WNS Symposia & Workshops

WNS Workshop 2016

The 2016 White-Nose Syndrome Workshop was hosted by the U.S. Fish and Wildlife Service and Colorado Parks and Wildlife, and made possible with contributions from Arizona Game and Fish Department, Bat Conservation International, the Colorado Chapter of the Wildlife Society, the National Parks Service, the U.S. Forest Service, the U.S. Geological Survey, and Wildlife Management Institute, . The meeting was held June 6-10, 2016, in Denver, Colorado. The goal of the workshop is to advance WNS research and management through communication, facilitated discussion and collaboration among the participants.

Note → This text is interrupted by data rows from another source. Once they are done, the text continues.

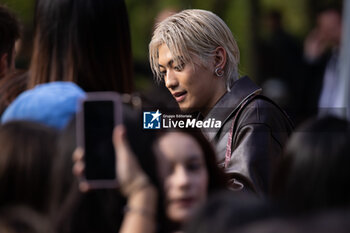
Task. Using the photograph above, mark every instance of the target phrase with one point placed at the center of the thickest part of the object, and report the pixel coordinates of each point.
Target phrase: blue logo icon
(151, 120)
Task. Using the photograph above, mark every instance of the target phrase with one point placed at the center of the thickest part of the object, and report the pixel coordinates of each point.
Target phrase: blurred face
(183, 173)
(192, 86)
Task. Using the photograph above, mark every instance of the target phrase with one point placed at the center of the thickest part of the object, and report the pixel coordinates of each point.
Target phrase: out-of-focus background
(252, 22)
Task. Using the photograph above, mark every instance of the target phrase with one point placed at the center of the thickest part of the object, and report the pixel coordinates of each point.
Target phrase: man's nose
(171, 80)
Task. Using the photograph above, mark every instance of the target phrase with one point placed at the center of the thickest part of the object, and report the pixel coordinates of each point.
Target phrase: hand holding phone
(99, 113)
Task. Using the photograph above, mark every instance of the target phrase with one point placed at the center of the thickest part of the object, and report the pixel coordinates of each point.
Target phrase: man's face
(192, 86)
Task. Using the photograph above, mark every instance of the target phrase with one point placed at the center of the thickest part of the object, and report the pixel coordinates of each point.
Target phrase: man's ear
(3, 64)
(220, 57)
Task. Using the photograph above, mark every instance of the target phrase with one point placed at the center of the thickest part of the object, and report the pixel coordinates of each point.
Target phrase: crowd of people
(254, 173)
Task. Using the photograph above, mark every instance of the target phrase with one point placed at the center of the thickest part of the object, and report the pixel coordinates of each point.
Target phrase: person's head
(314, 172)
(83, 41)
(188, 172)
(11, 86)
(196, 55)
(9, 34)
(21, 219)
(53, 104)
(26, 153)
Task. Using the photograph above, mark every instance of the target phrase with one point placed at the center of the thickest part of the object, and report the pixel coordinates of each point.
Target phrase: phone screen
(98, 131)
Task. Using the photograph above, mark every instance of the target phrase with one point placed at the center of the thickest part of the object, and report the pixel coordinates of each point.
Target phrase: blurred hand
(131, 178)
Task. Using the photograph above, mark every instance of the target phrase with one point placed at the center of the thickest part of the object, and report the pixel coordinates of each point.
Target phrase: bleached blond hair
(195, 33)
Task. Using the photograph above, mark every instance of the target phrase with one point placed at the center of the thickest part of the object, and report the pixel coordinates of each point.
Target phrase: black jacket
(260, 130)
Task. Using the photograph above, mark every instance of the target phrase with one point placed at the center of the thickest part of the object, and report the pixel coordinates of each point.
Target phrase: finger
(119, 135)
(78, 154)
(84, 186)
(78, 168)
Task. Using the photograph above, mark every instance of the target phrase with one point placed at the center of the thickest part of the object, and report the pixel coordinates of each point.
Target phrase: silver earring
(219, 72)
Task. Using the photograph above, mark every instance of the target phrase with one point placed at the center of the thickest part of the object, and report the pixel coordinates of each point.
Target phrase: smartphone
(97, 116)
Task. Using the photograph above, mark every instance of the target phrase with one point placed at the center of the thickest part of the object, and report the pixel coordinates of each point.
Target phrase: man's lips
(180, 96)
(184, 202)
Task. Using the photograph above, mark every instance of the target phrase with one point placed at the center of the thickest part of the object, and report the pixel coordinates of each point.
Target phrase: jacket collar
(242, 89)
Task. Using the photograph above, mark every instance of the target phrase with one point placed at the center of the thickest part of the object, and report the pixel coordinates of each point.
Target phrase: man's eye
(180, 67)
(162, 74)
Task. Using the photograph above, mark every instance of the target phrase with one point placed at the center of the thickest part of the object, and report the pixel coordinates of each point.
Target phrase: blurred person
(11, 86)
(53, 104)
(26, 154)
(186, 174)
(325, 222)
(321, 55)
(82, 41)
(21, 219)
(72, 211)
(9, 34)
(280, 58)
(196, 56)
(226, 213)
(313, 175)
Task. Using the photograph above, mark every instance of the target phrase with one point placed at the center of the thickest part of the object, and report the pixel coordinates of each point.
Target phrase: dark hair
(83, 41)
(314, 173)
(11, 86)
(72, 211)
(9, 32)
(217, 178)
(26, 154)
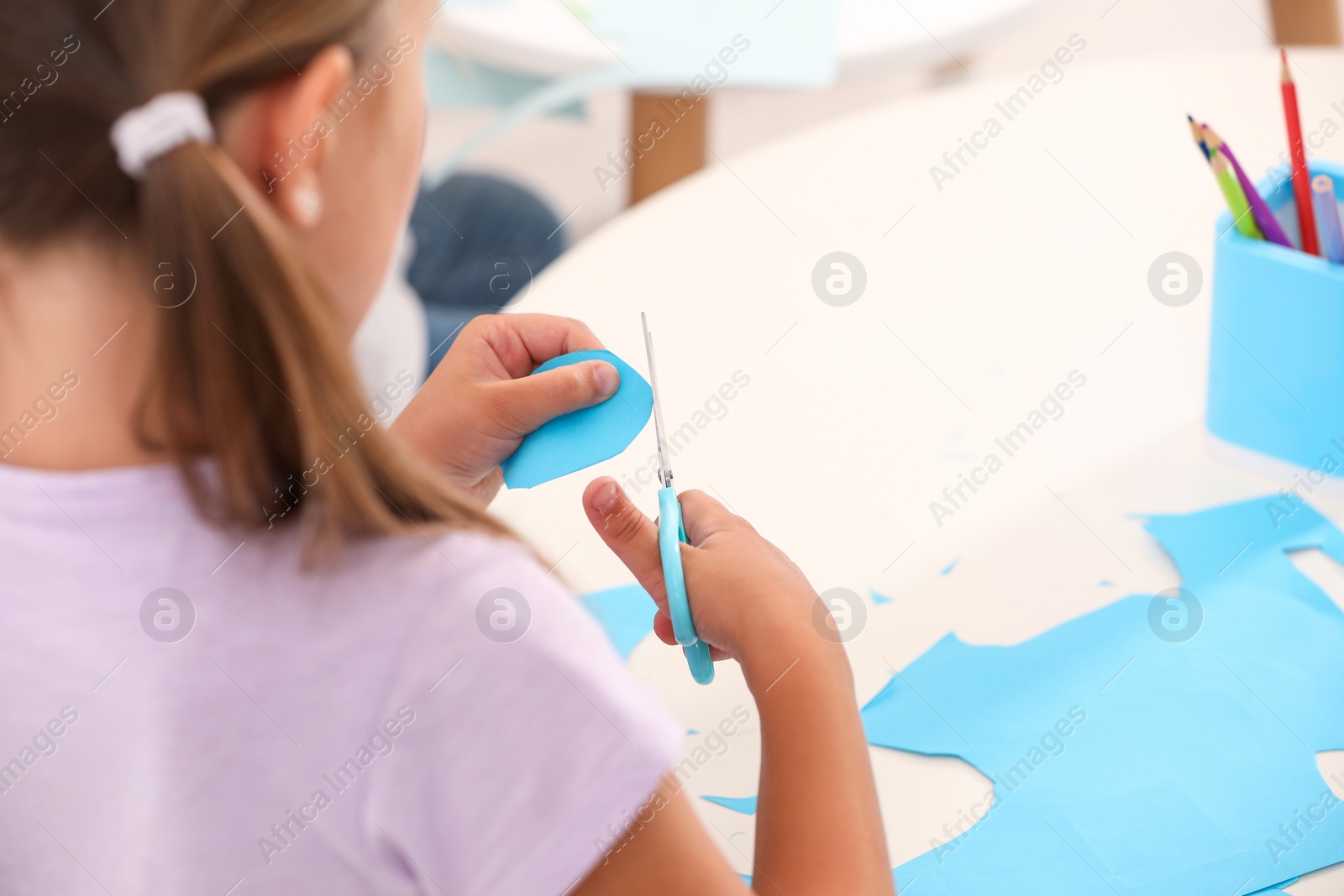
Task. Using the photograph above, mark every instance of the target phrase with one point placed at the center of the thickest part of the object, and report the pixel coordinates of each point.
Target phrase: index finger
(524, 342)
(702, 516)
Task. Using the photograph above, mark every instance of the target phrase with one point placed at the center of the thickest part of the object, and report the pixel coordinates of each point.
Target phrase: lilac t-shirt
(187, 711)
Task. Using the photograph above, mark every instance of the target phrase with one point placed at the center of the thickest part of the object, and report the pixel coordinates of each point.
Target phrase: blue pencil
(1328, 217)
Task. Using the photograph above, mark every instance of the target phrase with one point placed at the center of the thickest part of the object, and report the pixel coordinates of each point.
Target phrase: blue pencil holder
(1276, 359)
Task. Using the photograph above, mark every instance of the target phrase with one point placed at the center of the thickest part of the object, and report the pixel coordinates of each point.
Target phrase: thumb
(541, 398)
(632, 537)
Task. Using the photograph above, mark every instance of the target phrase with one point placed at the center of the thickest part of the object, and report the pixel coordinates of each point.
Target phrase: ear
(286, 132)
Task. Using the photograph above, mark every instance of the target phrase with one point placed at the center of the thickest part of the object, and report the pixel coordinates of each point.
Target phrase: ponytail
(253, 371)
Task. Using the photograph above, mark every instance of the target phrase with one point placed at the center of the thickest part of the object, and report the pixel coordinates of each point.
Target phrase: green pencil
(1236, 197)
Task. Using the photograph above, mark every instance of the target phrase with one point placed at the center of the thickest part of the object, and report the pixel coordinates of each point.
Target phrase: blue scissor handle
(671, 535)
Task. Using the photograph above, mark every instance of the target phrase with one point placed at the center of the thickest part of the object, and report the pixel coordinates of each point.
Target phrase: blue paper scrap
(582, 438)
(745, 805)
(1160, 745)
(627, 613)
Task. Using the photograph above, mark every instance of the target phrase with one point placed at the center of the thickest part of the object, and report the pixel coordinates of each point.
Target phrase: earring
(308, 202)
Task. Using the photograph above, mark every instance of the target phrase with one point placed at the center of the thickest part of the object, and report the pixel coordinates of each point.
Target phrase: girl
(250, 640)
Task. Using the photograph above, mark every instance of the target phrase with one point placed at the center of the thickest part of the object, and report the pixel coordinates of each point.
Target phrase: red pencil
(1301, 179)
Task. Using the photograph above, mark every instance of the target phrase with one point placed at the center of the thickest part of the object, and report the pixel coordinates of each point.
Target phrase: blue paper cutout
(582, 438)
(1131, 755)
(745, 805)
(627, 613)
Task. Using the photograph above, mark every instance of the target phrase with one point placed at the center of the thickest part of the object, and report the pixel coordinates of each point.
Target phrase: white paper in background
(792, 42)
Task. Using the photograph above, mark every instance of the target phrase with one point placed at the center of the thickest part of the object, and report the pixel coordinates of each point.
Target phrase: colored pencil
(1301, 179)
(1200, 137)
(1260, 208)
(1241, 210)
(1328, 217)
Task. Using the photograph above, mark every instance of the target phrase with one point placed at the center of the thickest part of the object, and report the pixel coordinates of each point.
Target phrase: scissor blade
(664, 469)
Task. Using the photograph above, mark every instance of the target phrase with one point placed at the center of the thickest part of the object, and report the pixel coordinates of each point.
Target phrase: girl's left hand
(481, 401)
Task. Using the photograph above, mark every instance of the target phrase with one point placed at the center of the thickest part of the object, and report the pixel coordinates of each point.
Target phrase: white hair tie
(163, 123)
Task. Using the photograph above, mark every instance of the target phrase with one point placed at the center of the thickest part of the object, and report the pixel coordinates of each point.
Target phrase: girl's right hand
(749, 600)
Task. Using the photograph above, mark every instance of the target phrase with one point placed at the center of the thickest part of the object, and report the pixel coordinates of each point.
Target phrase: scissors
(671, 537)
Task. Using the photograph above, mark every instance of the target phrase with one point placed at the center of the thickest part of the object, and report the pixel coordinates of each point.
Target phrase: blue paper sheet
(627, 613)
(580, 439)
(745, 805)
(1129, 762)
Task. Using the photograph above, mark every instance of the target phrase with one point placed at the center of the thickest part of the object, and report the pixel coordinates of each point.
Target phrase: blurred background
(490, 58)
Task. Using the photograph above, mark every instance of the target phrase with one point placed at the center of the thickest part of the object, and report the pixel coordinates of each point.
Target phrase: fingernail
(606, 379)
(605, 497)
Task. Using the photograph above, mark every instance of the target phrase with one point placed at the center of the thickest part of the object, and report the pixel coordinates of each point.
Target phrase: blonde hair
(253, 371)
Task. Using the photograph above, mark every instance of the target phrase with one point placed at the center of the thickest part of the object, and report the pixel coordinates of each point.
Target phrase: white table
(980, 298)
(544, 38)
(550, 39)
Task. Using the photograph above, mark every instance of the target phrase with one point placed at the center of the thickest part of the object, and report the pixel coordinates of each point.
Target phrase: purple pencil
(1260, 208)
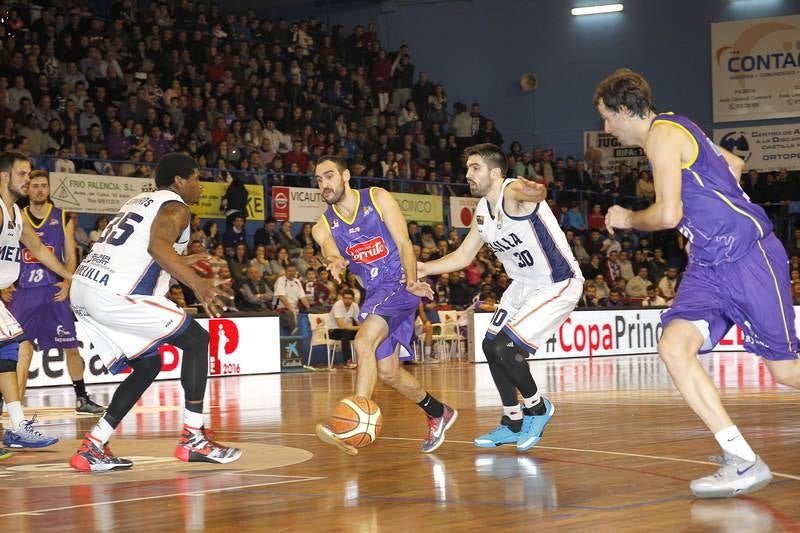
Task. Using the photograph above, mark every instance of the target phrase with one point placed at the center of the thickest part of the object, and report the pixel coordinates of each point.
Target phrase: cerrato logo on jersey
(506, 243)
(368, 251)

WNS Disease Management Workshop 2015

The Michigan Department of Natural Resources and Grand Valley State University, in collaboration with the U.S. Fish and Wildlife Service hosted the WNS Treatments and Management Strategies Workshop July 28-30, 2015, in Grand Rapids, Michigan. The goal of this workshop was to to discuss the current state of research and development of disease management tools for WNS, and to develop guidance and frameworks for facilitating further development and eventual implementation of these strategies. This workshop was held in 2015 in place of the larger annual White-Nose Syndrome Workshop in order to return the annual Workshop back to a spring schedule.


WNS Workshop 2014

The U.S. Fish and Wildlife Service, Missouri Department of Conservation, Missouri State Parks and the National Park Service hosted the 7th annual White-Nose Syndrome Workshop September 8-12, 2014 in St. Louis, Missouri. The goal of the annual workshop is to advance WNS research and management through communication, facilitated discussion and collaboration among the participants.


WNS Workshop 2013

The U.S. Fish and Wildlife Service, Idaho Department of Fish and Game, Arizona Game and Fish, and Bat Conservation International hosted the 6th annual White-Nose Syndrome Workshop September 3-6, 2013 in Boise, Idaho. The goal of the annual workshop is to advance WNS research and management through communication, facilitated discussion and collaboration among the participants.


WNS Symposium 2012

The U.S. Fish and Wildlife Service, U.S. Geological Survey, U.S. Forest Service, Arizona Game and Fish, Arkansas Game and Fish Commission, and Bat Conservation International hosted the annual White-nose Syndrome Symposium June 4-7, 2012 in Madison, Wisconsin. The goal of the symposium was to advance WNS research and management through communication, facilitated discussion and collaboration among the participants.


WNS Symposium 2011

The U.S. Fish and Wildlife Service, Arkansas Game and Fish Commission and Bat Conservation International hosted the annual White-nose Syndrome Symposium May 17-19, 2011 in Little Rock, Arkansas. The goal of the symposium was to advance WNS research and management through communication, facilitated discussion and collaboration among the participants.


WNS Symposium 2010

The U.S. Fish and Wildlife Service, Pennsylvania Game Commission and Bat Conservation International hosted the annual White-nose Syndrome (WNS) Symposium May 25-27, 2010, in Pittsburgh, PA. The overall goal of the symposium was to advance WNS research and management through facilitated discussion and collaboration among the participants. Thirty-five presentations were given to provide updates on the latest WNS research, which included presentations on Geomyces destructans in Europe and the European Action Plan for WNS. Additional interactive sessions were held to identify knowledge gaps and to identify action items to develop strategies to implement a soon-to-be-released national management plan for WNS. Approximately 125 people attended the event representing 66 international partners from the U.S. Department of the Interior, U.S. Department of Defense, state natural resource agencies, universities, non-governmental organizations, and Canadian and European organizations. Approximately 100 other people participated via webinar.


WNS Symposium 2009

More than 70 people working on WNS issues met in Pittsburgh in mid-August 2009. Representatives of federal, state and nongovernment organizations together explored options on surveillance, chemical and biological control, rehabilitation, captive propagation, and bat genetics.